Fincher’s clever Facebook film

Everyone who has accessed the internet in the past five years must at least have heard of Facebook, if not used it. It has become a part of daily life for many people over the whole world and so it seems inevitable that there would be some sort of film made about the phenomenon — and “The Social Network” is that film.


'The Social Network' isn't a historically accurate documentary about Facebook - and is better for it. Photo: Columbia Pictures

Aaron Sorkin, the writer of works such as “The West Wing”, adapted the screenplay for this film from Ben Mezrich’s book, “The Accidental Billionaires”, and joined with Fight Club director, David Fincher in the production of The Social Network: a docu-drama which follows Mark Zuckerberg’s meteoric rise after creating the website, Facebook.

It cleverly tells the story using three narratives; the creation of the site from Zuckerberg’s (Jesse Eisenberg) university dorm at Harvard and two court cases made against Zuckerberg.  The book which the film is based on says the story is “a tale of sex, money, genius and betrayal” which is more than a suitable description.

The Social Network has a quick-paced script that will catch you out if you aren’t concentrating, which is clearly well created and equally well performed by the cast. Particularly strong is the portrayal of Zuckerberg’s character, coming across as uninterested and tactless and even as an “asshole”, as is described in the film.

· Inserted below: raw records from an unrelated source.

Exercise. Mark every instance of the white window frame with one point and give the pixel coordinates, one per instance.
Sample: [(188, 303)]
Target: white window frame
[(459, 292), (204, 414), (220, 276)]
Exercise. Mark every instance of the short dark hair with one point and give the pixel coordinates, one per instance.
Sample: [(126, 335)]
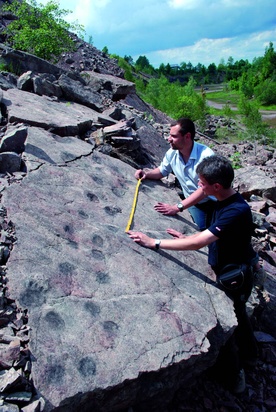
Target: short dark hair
[(186, 126), (216, 169)]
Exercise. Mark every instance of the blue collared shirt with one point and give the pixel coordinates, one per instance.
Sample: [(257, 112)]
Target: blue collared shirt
[(185, 172)]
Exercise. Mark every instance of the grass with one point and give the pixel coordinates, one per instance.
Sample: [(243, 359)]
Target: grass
[(224, 97)]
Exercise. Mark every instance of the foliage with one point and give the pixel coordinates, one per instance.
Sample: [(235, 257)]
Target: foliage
[(125, 66), (175, 100), (252, 118), (40, 29), (266, 92)]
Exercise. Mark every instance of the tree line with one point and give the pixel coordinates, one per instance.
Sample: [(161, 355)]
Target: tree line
[(41, 30)]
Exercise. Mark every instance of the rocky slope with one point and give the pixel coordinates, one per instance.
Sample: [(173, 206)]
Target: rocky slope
[(70, 141)]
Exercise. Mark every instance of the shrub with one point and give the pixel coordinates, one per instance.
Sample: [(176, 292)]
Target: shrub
[(40, 29)]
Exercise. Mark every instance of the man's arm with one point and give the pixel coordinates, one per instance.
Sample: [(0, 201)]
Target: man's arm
[(192, 242), (153, 174), (191, 200)]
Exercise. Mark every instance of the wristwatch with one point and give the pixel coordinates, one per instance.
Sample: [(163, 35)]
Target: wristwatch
[(157, 243)]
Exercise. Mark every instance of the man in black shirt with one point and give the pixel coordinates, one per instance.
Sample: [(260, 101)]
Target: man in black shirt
[(229, 241)]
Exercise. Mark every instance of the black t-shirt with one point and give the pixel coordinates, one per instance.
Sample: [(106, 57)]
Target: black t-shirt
[(232, 224)]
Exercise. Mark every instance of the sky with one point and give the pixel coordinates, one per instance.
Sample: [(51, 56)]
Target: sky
[(177, 31)]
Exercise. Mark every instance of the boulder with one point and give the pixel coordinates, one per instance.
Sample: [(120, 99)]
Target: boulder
[(108, 318)]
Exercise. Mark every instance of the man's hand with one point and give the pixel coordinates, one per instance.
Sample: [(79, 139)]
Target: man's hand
[(142, 239), (140, 174), (166, 209), (175, 234)]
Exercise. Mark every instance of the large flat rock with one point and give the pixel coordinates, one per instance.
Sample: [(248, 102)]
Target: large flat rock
[(103, 311)]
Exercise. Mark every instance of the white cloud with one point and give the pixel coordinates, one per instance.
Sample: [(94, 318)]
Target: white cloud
[(207, 51), (185, 4)]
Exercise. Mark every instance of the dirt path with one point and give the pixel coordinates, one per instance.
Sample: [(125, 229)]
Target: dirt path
[(266, 114)]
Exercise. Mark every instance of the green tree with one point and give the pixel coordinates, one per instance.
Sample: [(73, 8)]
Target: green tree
[(40, 29), (266, 92)]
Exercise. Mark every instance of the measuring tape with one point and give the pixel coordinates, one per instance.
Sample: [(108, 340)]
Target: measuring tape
[(133, 206)]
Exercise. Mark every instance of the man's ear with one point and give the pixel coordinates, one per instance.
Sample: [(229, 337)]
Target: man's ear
[(217, 187)]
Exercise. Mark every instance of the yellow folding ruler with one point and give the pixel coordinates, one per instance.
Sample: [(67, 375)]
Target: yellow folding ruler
[(133, 206)]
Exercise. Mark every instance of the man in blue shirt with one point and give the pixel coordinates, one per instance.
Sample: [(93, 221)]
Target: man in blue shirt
[(229, 241), (182, 159)]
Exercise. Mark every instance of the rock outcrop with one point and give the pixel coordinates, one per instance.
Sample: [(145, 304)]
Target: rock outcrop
[(90, 320)]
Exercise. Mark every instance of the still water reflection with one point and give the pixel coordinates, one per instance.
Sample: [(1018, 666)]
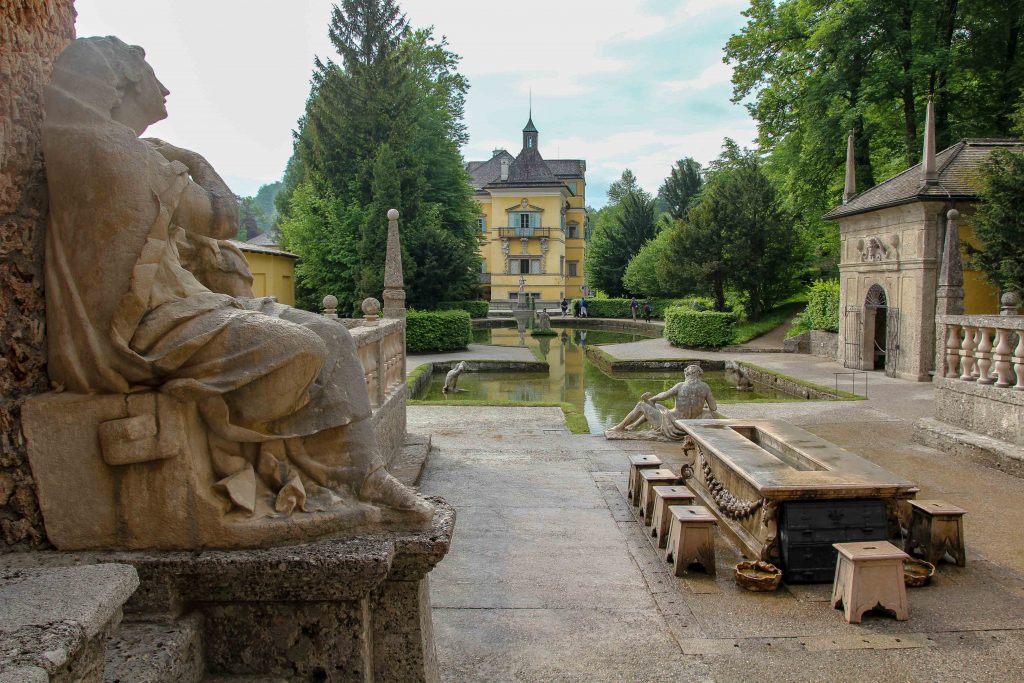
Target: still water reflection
[(572, 378)]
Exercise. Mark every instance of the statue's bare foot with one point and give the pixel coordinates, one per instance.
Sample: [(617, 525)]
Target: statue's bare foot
[(382, 488)]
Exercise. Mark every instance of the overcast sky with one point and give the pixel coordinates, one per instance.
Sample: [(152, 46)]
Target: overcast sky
[(634, 83)]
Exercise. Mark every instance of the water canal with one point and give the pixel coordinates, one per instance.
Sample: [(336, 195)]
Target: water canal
[(604, 398)]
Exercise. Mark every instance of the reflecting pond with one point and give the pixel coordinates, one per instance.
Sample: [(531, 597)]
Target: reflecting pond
[(572, 378)]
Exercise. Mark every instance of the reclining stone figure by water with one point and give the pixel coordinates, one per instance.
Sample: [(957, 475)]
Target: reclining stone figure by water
[(253, 413), (691, 395)]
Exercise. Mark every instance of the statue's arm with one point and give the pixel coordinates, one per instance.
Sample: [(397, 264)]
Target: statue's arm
[(207, 206), (665, 394), (712, 406)]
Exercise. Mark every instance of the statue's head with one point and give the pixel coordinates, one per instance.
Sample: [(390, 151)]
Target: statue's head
[(114, 79)]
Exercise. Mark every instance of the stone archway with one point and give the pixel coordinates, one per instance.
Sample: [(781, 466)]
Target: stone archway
[(873, 346)]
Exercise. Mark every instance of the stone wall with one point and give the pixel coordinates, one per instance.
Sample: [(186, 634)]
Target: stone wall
[(32, 34), (983, 409), (382, 352)]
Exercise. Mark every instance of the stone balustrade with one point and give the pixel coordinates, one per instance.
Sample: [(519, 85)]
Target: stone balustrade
[(382, 351), (985, 349)]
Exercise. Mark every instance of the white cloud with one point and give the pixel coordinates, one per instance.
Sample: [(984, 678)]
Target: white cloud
[(716, 74), (648, 153)]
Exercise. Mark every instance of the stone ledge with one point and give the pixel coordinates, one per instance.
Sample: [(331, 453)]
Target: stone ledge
[(982, 450), (340, 568), (54, 621)]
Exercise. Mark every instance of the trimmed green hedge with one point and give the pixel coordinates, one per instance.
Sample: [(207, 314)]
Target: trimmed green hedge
[(822, 308), (437, 331), (621, 307), (474, 308), (706, 329)]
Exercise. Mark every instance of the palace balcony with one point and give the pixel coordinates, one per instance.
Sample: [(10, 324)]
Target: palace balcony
[(526, 231)]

Eduardo Saverin (Andrew Garfield), co-founder and one of the plaintiffs against Zuckerberg, and is a character which the viewer can relate to a bit more. He plays Saverin as a genuine man who struggles with friendship and business, portraying a range of emotion and becoming the one character you really feel for.

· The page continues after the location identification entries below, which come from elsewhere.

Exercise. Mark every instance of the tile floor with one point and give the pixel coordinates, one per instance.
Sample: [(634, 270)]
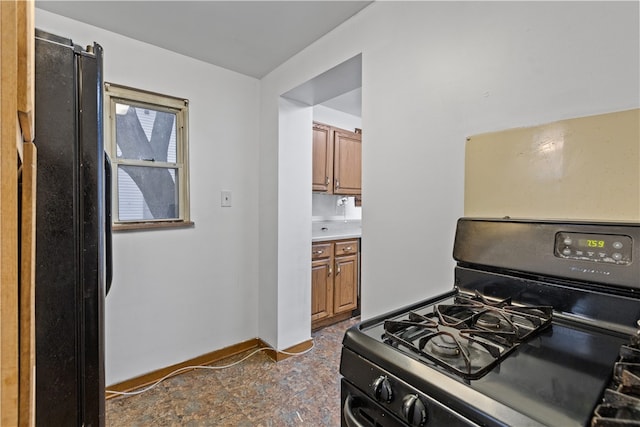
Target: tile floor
[(298, 391)]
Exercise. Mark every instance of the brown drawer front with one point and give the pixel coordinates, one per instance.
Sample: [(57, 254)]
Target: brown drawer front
[(320, 250), (347, 247)]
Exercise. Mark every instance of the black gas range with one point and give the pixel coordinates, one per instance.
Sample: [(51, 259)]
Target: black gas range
[(540, 329)]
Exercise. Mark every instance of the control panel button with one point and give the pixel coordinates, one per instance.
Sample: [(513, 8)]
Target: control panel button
[(414, 411), (382, 389)]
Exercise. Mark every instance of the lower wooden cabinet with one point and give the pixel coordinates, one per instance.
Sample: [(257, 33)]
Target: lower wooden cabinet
[(334, 281)]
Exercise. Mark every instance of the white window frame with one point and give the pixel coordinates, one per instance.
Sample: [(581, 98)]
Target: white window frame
[(113, 94)]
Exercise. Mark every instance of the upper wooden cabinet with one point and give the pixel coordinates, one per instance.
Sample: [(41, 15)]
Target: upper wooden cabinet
[(322, 158), (337, 160)]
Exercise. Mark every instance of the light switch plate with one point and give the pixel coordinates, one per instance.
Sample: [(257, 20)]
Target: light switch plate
[(225, 198)]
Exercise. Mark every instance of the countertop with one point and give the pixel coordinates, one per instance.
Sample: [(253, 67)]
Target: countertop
[(335, 230)]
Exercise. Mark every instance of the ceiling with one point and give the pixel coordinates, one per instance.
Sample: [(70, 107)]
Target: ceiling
[(250, 37)]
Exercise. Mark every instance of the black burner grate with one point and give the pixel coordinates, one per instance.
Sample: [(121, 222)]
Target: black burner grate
[(469, 337), (620, 406)]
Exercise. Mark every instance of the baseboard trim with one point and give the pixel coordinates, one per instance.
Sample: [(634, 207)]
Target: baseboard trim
[(289, 352), (203, 360)]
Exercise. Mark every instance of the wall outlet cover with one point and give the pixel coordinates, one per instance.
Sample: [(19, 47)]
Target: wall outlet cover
[(225, 199)]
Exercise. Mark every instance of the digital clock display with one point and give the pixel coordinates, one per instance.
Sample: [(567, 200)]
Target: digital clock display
[(591, 243)]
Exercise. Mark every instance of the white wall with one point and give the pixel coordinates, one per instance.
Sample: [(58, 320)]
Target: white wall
[(181, 293), (433, 74)]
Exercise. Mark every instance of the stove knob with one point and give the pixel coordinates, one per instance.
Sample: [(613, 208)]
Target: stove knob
[(414, 411), (382, 389)]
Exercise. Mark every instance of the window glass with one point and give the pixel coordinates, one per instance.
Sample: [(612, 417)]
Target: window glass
[(147, 139)]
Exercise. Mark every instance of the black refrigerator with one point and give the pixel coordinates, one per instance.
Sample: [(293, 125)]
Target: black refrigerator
[(73, 233)]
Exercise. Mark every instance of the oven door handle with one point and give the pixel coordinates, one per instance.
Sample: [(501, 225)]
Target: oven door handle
[(347, 412)]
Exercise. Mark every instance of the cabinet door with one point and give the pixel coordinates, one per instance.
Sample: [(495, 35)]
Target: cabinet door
[(322, 158), (345, 284), (347, 167), (321, 289)]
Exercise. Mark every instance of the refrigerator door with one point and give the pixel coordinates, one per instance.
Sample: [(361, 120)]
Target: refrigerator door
[(70, 234)]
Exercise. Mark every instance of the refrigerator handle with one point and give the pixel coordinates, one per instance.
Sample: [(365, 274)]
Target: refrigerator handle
[(107, 220)]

Justin Timberlake appears in “The Social Network” and maybe surprisingly he puts in a decent performance. Playing Sean Parker, already successful from his experiences with Napster and now interested in Facebook, he is the main influence on Zuckerberg and Timberlake is as smug, arrogant, and care-free as could be, which makes an interesting contrast to the lead character.

As well as the script and acting, the production of The Social Network has to be mentioned. Fincher worked with Jeff Cronenweth, director of photography, who he worked with on Fight Club, and they’ve done some more good work here. The use of lighting, the shots and the filtering of different shots work beautifully and the creation of the Winklevoss twins using just one actor is ingenious, especially when you see how well cast Armie Hammer is in playing them.

It’s fair to say that many people wondered how the story of the foundations of Facebook would make a good film. Fincher and Sorkin have managed to just about do that, be it from the allegedly extra fiction elements from the original book or from the way they have put the film together.

The use of the three storylines mixing and intertwining is very clever and keeps you on the edge of your seat, keeps you interested, but it doesn’t really draw you to want to see it again.